Hayao Miyazaki on the other hand may have had Studio Ghibli, and didn’t shy from merchandizing, but from the beginning, he made films that he wanted to make, not films that audiences wanted. That was usually just coincidental. He’s often been portrayed as a cantankerous auteur, with plenty of criticism for modern animation techniques, otaku culture, and modern society in general. He gathered a like-minded crew at Studio Ghibli, and went about lovingly creating modern classics with mostly traditional techniques, techniques which Disney itself abandoned thirty years ago. And it became a running joke that whenever Miyazaki had a successful movie, he would announce his retirement, leaving Studio Ghibli in the hands of his partner Isao Takahata, and their protégés.
However, with time and age taking its toll at Studio Ghibli, it became inevitable that one of these days, the retirement would be for real, and in 2013, aged 73, and after the release of The Wind Rises, Hayao Miyazaki announced his retirement, emphasising that this time it was for real. With no one to pass the reins onto, and no films in production, Studio Ghibli as a going concern was wound down, the offices left empty, and all effort was put into curating the existing film catalogue and the Studio Ghibli museum, a conclusion for the studio that is as far from Disney as you could imagine.
This documentary, Never-Ending Man catches up with Hayao Miyazaki in January 2015, 16 months after his retirement, and follows him for the next two years.
All the Anime release Never-Ending Man as a BD/DVD combo release. For the purposes of this review I got the DVD check disc for review.
On the DVD, Never-Ending Man gets a 1.78:1 anamorphic NTSC transfer with Dolby Digital 2.0 Stereo Japanese audio, with optional English, French, and Spanish subtitles. This was a GKids release in the US, and All the Anime repurpose those discs for Region B/2 release. The image is clear, as you would expect from a documentary, with maybe some shimmer on fine detail. The dialogue is clear with the fly on the wall style footage, and the subtitles are accurately timed and free of typos.
The disc presents the content with an animated menu. On the disc you’ll find two trailers running to 4:07 in total, and the Alternate Version of the documentary which lasts 48:06. This is the version that was broadcast on NHK, and has an English state-the-obvious voiceover pasted over the top of the footage.
It’s no spoiler at this point that Hayao Miyazaki’s most recent retirement ended the same way all his other retirements did, with the announcement of a new feature film, How Do You Live? which at this point has been in production at the re-opened Studio Ghibli for the last three and a half years. Although as he approaches his eightieth year, it’s clear that this really is the final feature film from the master filmmaker. Never-Ending Man follows Miyazaki on his road from retirement back into the film studio.

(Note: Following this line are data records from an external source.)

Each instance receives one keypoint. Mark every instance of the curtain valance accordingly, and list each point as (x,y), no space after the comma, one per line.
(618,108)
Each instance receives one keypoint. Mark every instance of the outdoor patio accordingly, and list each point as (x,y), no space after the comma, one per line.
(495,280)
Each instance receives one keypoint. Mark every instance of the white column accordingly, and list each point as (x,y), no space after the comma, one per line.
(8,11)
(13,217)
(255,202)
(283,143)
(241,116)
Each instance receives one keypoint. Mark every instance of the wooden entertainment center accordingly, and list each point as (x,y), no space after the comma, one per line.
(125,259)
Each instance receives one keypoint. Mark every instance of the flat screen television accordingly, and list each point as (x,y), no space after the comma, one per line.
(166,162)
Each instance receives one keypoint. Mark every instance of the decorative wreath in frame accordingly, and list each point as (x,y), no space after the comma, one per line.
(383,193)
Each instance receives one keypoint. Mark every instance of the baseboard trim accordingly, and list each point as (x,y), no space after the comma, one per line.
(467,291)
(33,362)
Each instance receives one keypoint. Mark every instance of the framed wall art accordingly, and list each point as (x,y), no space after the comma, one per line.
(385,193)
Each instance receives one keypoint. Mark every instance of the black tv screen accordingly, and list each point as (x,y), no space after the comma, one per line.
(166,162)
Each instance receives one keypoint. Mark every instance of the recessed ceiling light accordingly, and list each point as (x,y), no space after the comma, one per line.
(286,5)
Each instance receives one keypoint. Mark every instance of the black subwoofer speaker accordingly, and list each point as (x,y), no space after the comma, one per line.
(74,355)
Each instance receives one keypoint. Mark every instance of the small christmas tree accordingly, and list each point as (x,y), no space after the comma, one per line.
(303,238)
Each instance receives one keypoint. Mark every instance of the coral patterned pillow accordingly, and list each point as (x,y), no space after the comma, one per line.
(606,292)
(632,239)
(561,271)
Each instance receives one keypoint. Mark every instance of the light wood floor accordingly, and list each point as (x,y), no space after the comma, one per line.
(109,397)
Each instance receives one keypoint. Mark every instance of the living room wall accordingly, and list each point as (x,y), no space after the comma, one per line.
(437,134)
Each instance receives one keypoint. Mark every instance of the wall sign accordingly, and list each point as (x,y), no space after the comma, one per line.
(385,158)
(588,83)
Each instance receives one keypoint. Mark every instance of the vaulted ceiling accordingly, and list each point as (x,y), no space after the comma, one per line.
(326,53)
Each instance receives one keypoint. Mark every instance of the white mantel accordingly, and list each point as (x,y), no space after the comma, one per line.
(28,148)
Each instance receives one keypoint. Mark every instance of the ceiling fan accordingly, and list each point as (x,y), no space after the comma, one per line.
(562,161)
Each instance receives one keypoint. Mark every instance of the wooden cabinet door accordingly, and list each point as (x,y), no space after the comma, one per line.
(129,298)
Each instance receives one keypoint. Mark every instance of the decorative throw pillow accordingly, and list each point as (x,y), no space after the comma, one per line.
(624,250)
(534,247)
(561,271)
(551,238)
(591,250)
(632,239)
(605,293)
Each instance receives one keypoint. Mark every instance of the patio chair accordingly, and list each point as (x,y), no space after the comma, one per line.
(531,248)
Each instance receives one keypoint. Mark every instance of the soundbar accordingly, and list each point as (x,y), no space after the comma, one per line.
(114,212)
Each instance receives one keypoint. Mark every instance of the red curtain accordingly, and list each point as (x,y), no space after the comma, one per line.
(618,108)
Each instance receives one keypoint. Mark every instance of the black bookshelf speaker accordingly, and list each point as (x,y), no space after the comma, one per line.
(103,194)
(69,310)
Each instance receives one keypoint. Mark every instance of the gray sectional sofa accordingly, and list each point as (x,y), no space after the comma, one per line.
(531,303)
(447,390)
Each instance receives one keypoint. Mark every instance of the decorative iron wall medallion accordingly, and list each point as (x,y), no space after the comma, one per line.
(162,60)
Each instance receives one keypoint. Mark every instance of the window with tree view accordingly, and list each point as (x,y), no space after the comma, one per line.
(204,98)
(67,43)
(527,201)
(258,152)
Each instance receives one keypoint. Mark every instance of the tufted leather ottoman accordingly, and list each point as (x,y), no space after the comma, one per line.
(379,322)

It’s an interesting, if by its very nature unfocused portrait of the man. It’s clear that he has to remain creative to get through the day, and when we first encounter him in retirement, he’s still ‘doodling’ as he puts it. Those doodles are the basis of Boro the Caterpillar, the project that tempts him out of retirement, and for the short animation made for the Ghibli Museum, he embraces CGI for the first time, realising the character wholly digitally, and working with a young group of animators. And you can see how he got his reputation.
We get to see many sides of the man in this documentary, puttering around at home, hard at work on Boro, with long time Ghibli producer Toshio Suzuki, reflecting on his time at studio Ghibli (there’s a telling observation that rather than nurture talent, studio Ghibli devoured it instead, one reason why there was no one to take up the reins when the time came), and there’s the inevitable toll that the passage of time takes. There is a melancholy edge to this documentary that seems to look at a man in his twilight years, and given that the documentarian is never seen, rarely heard, letting Miyazaki’s words stand alone, it’s either a very honest view, or a result of deft editing. Fortunately, the film ends on that triumphal, almost comic note, when Miyazaki produces a hand-written treatment for another feature film.
Never-Ending Man: Hayao Miyazaki presents a portrait of the man which looks exactly like the image many of us have imagined. His personality has been so well defined by past comments to the press, documentary features presented as extras on Studio Ghibli movies, and just plain hearsay, that there is very little in this documentary that comes as a surprise, but it’s no less watchable for all that. This may only cater for a small set of fans, but it will satisfy.
Note: At the time of posting, there has been one report of the Blu-ray disc being incorrectly coded to region A. The DVD check disc I reviewed is correctly encoded to Region 2, but it seems that the retail disc is encoded to Region 1.